Yeşilçam filmi gibi!

Yeşilçam filmi gibi!

Bayramiç’e bağlı Çavuşköy’de dünyaya gelen Mukaddes Kaya, annesinin vefatının ardından, 1946 yılında, 7 yaşındayken babası tarafından eski adı Papazlık olan Altınoluk köyünde yaşayan bir aileye evlatlık olarak verildi. Baba Mustafa Kaya, tekrar evlendi ve bu evlilikten 3 çocuğu daha oldu. Ancak 7 yaşındayken köyünden ayrılan Mukaddes Kaya’nın ne babasının evliğinden ne de kardeşlerinden haberi olmadı. Altınoluk’tan İstanbul’a taşınan Mukaddes Kaya, bu tarihe kadar da orada yaşadı.

Geçtiğimiz günlerde muhtardan alması gereken bir belge için 70 yıl sonra torunlarıyla birlikte doğduğu köye gelen yaşlı kadın, burada köy kahvesi önünde tanıdık ararken, muhtarın kardeşleri olduğunu söylemesi üzerine şok yaşadı. Bugüne kadar varlıklarından haberdar olmadığı kardeşlerini görmek isteyen Kaya, eski evine gitti. Burada kardeşleri İsmail ve Hakkı Kaya ile karşılaşan Mukaddes Kaya hasret giderdi. Buluşmada, zaman zaman duygulu anlar yaşandı.

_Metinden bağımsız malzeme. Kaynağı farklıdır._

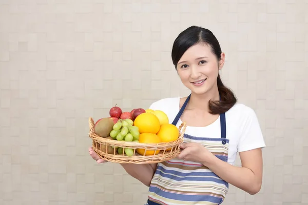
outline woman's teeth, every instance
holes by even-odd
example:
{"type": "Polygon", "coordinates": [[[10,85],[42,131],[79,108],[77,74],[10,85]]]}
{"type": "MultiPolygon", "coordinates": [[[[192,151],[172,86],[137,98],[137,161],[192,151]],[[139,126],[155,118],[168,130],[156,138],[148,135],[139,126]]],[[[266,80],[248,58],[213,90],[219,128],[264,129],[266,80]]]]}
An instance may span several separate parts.
{"type": "Polygon", "coordinates": [[[200,80],[200,81],[198,81],[198,82],[195,82],[195,83],[194,83],[194,84],[201,84],[201,83],[203,83],[204,81],[204,80],[205,80],[205,79],[203,79],[203,80],[200,80]]]}

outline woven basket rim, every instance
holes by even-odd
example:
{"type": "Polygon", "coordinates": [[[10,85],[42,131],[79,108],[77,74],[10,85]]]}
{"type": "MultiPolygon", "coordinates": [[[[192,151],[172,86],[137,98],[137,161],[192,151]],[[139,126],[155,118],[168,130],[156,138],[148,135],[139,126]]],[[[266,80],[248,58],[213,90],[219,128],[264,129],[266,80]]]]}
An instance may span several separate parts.
{"type": "Polygon", "coordinates": [[[141,143],[133,141],[118,141],[117,140],[111,140],[106,138],[101,137],[98,136],[94,131],[94,120],[92,117],[89,117],[89,126],[90,127],[90,132],[89,136],[95,142],[99,144],[108,144],[112,146],[117,146],[121,147],[125,146],[125,147],[142,147],[146,148],[152,148],[153,147],[172,147],[172,146],[178,145],[182,141],[182,138],[184,136],[184,133],[186,129],[186,123],[183,122],[179,127],[178,130],[179,132],[179,137],[175,141],[170,142],[162,142],[159,143],[141,143]]]}

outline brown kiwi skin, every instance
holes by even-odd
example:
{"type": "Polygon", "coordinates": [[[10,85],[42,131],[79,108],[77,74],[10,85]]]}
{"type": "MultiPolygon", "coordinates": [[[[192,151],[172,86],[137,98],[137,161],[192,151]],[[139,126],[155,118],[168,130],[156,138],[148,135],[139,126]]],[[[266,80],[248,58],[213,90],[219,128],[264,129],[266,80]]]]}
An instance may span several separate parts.
{"type": "Polygon", "coordinates": [[[95,125],[95,133],[100,137],[106,138],[109,136],[113,129],[114,122],[109,118],[103,118],[95,125]]]}
{"type": "MultiPolygon", "coordinates": [[[[110,139],[110,140],[114,140],[112,137],[110,137],[110,136],[108,136],[107,137],[105,137],[105,139],[110,139]]],[[[102,145],[101,147],[102,147],[101,150],[103,152],[106,153],[106,146],[102,145]]],[[[118,148],[116,148],[116,151],[115,151],[114,153],[117,153],[117,150],[118,150],[118,148]]],[[[107,153],[108,154],[113,154],[113,153],[114,153],[114,152],[113,152],[113,148],[112,148],[112,147],[110,146],[107,146],[107,153]]]]}

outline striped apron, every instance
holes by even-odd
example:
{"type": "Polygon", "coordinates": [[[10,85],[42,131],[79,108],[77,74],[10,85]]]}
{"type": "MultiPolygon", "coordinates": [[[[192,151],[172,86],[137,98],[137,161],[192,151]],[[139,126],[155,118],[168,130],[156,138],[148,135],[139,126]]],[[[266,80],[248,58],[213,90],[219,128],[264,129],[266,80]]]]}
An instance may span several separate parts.
{"type": "MultiPolygon", "coordinates": [[[[176,125],[190,97],[175,118],[176,125]]],[[[225,114],[220,114],[220,138],[199,137],[186,134],[184,143],[202,144],[221,160],[227,161],[229,139],[226,138],[225,114]]],[[[219,204],[228,183],[200,163],[178,159],[158,163],[149,189],[146,205],[219,204]]]]}

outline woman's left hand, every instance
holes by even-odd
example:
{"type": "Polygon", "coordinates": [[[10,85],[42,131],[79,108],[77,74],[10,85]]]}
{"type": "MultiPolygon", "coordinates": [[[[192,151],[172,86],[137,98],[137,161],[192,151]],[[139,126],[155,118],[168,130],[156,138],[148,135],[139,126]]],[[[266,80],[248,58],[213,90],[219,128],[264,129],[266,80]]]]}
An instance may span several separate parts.
{"type": "Polygon", "coordinates": [[[185,161],[195,161],[204,165],[213,156],[210,152],[199,143],[184,143],[181,145],[181,149],[183,150],[177,158],[185,161]]]}

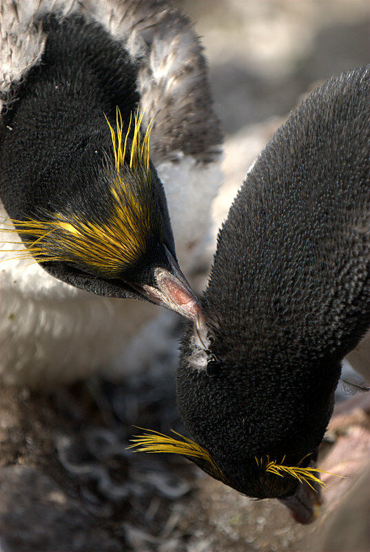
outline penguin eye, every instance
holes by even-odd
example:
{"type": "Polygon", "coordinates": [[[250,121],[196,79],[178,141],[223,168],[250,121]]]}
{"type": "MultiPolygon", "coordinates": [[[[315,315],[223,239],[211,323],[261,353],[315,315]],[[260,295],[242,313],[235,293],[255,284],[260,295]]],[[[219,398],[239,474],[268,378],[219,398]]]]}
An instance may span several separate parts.
{"type": "Polygon", "coordinates": [[[208,355],[206,371],[209,376],[216,376],[220,372],[220,364],[216,356],[211,353],[208,355]]]}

"BEN KENDİMİ TEK EVLAT OLARAK BİLİYORDUM"

Annesinin ölümünden sonra kendisinin evlatlık olarak verildiğini belirten Mukaddes Kaya, "Annemin vefatından sonra, sanıyorum anneannem de ölmüş. Ortada kaldım. Babam da bakamadığından beni evlatlık olarak vermiş. Altınoluk’ta zeytinyağı fabrikaları vardı bu ailenin. Onlar da sonra vefat etti. Ben yine ortada kaldım. 1950 senesinde halam ile birlikte İstanbul’a taşındık. Bu seneye kadar da orada kaldım. Ben kendimi tek evlat olarak biliyordum" dedi.

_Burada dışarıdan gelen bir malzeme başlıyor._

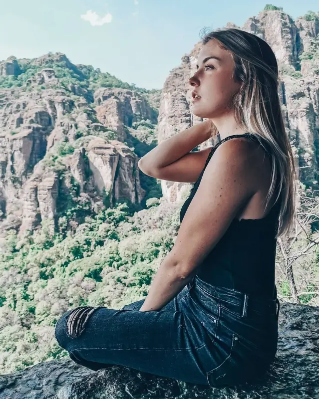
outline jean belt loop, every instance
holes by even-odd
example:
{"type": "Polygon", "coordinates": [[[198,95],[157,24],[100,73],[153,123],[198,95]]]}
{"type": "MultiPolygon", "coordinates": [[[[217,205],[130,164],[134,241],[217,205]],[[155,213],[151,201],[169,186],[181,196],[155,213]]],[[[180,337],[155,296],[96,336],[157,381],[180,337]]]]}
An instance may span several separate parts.
{"type": "Polygon", "coordinates": [[[243,314],[242,317],[246,317],[247,315],[247,306],[248,305],[248,295],[244,294],[244,306],[243,306],[243,314]]]}

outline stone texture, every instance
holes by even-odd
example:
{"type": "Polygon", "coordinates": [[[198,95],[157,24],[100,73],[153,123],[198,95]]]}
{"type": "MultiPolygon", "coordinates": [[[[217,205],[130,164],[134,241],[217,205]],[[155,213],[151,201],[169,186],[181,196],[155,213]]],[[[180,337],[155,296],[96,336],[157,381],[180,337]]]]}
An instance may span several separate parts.
{"type": "Polygon", "coordinates": [[[114,365],[97,372],[68,356],[0,375],[0,399],[314,399],[319,398],[319,307],[281,304],[276,357],[254,383],[216,388],[114,365]]]}

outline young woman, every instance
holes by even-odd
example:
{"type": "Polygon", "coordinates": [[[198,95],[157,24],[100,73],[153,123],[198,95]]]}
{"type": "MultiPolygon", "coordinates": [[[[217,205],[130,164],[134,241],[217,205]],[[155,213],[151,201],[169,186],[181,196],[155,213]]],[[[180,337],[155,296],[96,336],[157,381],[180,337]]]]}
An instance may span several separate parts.
{"type": "Polygon", "coordinates": [[[56,324],[59,344],[92,370],[120,365],[221,387],[253,381],[276,354],[276,242],[295,226],[297,181],[277,63],[265,41],[237,29],[203,44],[189,83],[193,112],[206,120],[139,162],[150,176],[195,182],[173,248],[145,299],[79,307],[56,324]],[[213,147],[191,152],[210,138],[213,147]]]}

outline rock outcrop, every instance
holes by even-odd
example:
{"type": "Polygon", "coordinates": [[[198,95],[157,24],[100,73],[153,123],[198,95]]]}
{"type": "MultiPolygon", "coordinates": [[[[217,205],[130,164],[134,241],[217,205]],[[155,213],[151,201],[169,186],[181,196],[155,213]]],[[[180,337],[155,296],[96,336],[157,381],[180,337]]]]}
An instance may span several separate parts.
{"type": "MultiPolygon", "coordinates": [[[[300,179],[318,185],[319,152],[319,59],[312,56],[319,45],[319,18],[300,17],[294,20],[285,12],[264,10],[236,27],[265,40],[275,54],[280,70],[278,88],[282,111],[291,142],[299,147],[300,179]]],[[[178,67],[167,77],[161,93],[158,117],[158,141],[170,137],[202,119],[193,115],[188,80],[196,70],[202,45],[197,43],[182,57],[178,67]]],[[[203,143],[201,149],[207,146],[203,143]]],[[[189,184],[162,181],[163,194],[168,200],[179,200],[189,184]]]]}
{"type": "Polygon", "coordinates": [[[266,374],[253,383],[213,388],[119,366],[97,372],[68,356],[0,375],[0,399],[146,398],[314,399],[319,397],[319,307],[283,303],[278,349],[266,374]]]}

Köye geldiğinde kardeşi olduğunu muhtardan öğrendiğini söyleyen Kaya, "Kahvenin oradan geçerken muhtar, ’Kardeşin var’ dedi. Ben itiraz ettim. Sonra çağırdılar, İsmail bey geldi. Torunlarım da bana benzetti. Sonra eve geldik, beyefendi ile karşılaştık. ’Abla’ diyerek gelip sarıldı. Şaşkınlık içerisindeyim" diye konuştu.

"ABLAMI GARİBANLIKTAN ARAYAMADIK"

İsmail Kaya, "Ablamın adını duyuyorduk, ama nerededir bilmiyorduk. Annesi vefat ettikten sonra kendisi buradan gitmiş. Babam başka bir evlilik yapmış, biz dünyaya gelmişiz. Ben de 5 yaşında yetim kaldım. Biz ablamı garibanlıktan arayamadık. Yoksa arardık. Ablam o. Görünce çok duygulandık" dedi.

Babası ile birlikte bir kere ablasını bulmak için Altınoluk’a gittiklerini anlatan Hakkı Kaya, "Orada yerlerini bulduk. Ama bize dediler ki; ’Onlar yazın geliyorlar.’ İstanbul’a gittiklerini öğrenince daha arayamadık. Kardeşimi görünce heyecana kapıldım. İsmail haber verdi. ’Acaba rüya mı görüyorum?’ diye düşündüm. Gelince ’Abla hoşgeldin’ diyerek boynuna sarıldım, elini öptüm" diye konuştu.

70 yıl sonra köyüne gelerek kardeşlerini bulan Mukaddes Kaya, hem kardeşleri ile hem de diğer tanıdıklarıyla görüşerek hasret giderdi.